Focus–What Separates Top Performers From Everyone Else
We’re all incredibly busy. Our days get filled with all sorts of things–things which may seem very urgent. We have emails to respond to, we have meetings of all sorts, we have proposals, the lists go on.
Things pop up through the day or week, a crisis, something that must be addressed, or just something that diverts our attention. Too often, we go through our days like bumper cars. Each time we hit one, we bounce off, headed another direction. Go into any sales office, and there’s always a frenzy of activity, people coming and going, phones ringing, conference rooms filled with people moving from meeting to meeting. Many years ago, one client had reached the ultimate in insanity, execs and managers would schedule up to three meeting simultaneously–popping into each one for a few minutes.
It’s always odd to me. There’s lots of activity, but very little seems to get accomplished.
Watching high performers is different. The biggest difference seems to be focus and purposefulness. High performers first know what they need to be focusing on. Then have an ability to separate the urgent from the critical/important. They focus even further–what are the things that need to be done to achieve the goals or outcomes they seek; who do they need to do these with? Their focus is vicious, they focus on one or two critical strategies, no more.
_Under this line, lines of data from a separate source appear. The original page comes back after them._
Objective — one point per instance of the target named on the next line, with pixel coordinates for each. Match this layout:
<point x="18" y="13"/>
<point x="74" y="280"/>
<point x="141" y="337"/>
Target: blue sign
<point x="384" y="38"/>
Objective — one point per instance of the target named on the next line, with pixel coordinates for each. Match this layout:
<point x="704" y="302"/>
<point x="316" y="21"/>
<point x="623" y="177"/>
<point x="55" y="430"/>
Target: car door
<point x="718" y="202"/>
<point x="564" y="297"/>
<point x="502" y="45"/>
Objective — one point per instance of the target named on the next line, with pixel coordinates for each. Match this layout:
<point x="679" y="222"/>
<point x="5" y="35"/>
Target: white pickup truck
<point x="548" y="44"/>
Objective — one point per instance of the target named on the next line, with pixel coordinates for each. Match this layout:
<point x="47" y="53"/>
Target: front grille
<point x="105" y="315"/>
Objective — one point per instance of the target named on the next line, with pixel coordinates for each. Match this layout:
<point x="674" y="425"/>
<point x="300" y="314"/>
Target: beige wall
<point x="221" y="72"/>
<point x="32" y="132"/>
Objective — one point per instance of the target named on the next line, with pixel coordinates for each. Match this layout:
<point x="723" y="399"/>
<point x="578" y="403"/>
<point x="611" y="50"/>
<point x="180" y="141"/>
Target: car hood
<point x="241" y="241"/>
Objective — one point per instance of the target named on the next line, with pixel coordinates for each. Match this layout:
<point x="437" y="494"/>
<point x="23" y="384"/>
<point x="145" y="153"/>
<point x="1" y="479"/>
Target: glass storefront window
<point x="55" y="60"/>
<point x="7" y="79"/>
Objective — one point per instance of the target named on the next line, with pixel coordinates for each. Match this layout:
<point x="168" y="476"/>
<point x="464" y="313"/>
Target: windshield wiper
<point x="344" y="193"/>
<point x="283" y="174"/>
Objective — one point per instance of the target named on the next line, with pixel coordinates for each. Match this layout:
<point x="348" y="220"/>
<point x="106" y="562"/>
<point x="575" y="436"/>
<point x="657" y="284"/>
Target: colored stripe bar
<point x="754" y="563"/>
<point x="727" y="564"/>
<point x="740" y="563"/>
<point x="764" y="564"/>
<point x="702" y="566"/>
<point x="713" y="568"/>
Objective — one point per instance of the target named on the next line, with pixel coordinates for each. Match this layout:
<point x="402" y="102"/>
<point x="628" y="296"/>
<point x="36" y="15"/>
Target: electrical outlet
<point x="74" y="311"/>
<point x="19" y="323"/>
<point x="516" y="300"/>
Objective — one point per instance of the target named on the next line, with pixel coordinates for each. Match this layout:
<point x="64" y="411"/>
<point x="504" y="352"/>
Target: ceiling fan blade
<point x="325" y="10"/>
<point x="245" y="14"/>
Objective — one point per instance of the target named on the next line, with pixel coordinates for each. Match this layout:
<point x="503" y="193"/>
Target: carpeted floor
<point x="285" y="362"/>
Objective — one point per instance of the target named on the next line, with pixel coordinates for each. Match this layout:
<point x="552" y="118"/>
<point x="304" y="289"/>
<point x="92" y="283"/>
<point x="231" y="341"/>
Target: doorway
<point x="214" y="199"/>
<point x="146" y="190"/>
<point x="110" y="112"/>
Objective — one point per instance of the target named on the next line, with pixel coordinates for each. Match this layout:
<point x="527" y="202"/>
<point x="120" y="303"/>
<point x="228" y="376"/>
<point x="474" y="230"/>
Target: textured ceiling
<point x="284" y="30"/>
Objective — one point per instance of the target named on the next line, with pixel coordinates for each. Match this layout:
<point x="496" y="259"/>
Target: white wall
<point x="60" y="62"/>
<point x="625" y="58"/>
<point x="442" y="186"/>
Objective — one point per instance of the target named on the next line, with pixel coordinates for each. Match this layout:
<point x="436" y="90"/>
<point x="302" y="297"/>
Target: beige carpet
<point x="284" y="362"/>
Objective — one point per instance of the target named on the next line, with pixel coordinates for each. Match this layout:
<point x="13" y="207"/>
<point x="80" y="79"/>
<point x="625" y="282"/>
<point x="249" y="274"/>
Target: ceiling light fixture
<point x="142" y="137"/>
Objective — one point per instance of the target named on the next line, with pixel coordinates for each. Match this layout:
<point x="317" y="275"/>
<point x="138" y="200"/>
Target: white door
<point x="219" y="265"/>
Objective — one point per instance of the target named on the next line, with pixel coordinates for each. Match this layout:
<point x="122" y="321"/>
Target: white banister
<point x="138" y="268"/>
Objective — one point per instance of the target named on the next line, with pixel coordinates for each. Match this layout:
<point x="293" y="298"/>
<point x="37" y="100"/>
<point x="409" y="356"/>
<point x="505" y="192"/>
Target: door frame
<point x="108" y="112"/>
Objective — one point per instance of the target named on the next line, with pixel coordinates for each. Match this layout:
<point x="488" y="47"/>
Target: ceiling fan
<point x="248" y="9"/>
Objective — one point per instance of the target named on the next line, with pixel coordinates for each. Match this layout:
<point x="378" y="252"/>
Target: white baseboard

High performers don’t get derailed. They stay the course, despite all the other distractions that may arise. They have their top priority or two–but no more. They have a plan of execution and they execute. Simple! They don’t jump from thing to another, but stick with their plan. They execute their plan, adjust it based on results, and keep moving forward.
Speed of execution is important. High performers move fast. They have a cadence and they maintain it. Others confuse lots of activity with moving fast, but because they have no focus, they don’t achieve anything. Despite the speed of execution and the rapid cadence, there is never a sense of panic or frenzy, it’ a calm purposefulness.
When there are problems, high performers don’t try to do more, in fact they do the opposite, they intensify their focus. They understand the essence of what they must do to achieve their goals. They don’t get diverted. They simplify everything.
Focus isn’t easy. It takes great discipline. It takes great confidence in yourself, that you’ve identified the right issues and have established the right plan. It requires commitment. It’s easy to get involved in a frenzy of aimless activities, but focus requires total commitment to the 1-2 priorities you have chosen.
Focus is important. Are you focused? What are the 1-2 most important things you need to do to achieve your goals? What are the fewest possible steps required to execute them? How committed are you do these or do you get easily distracted?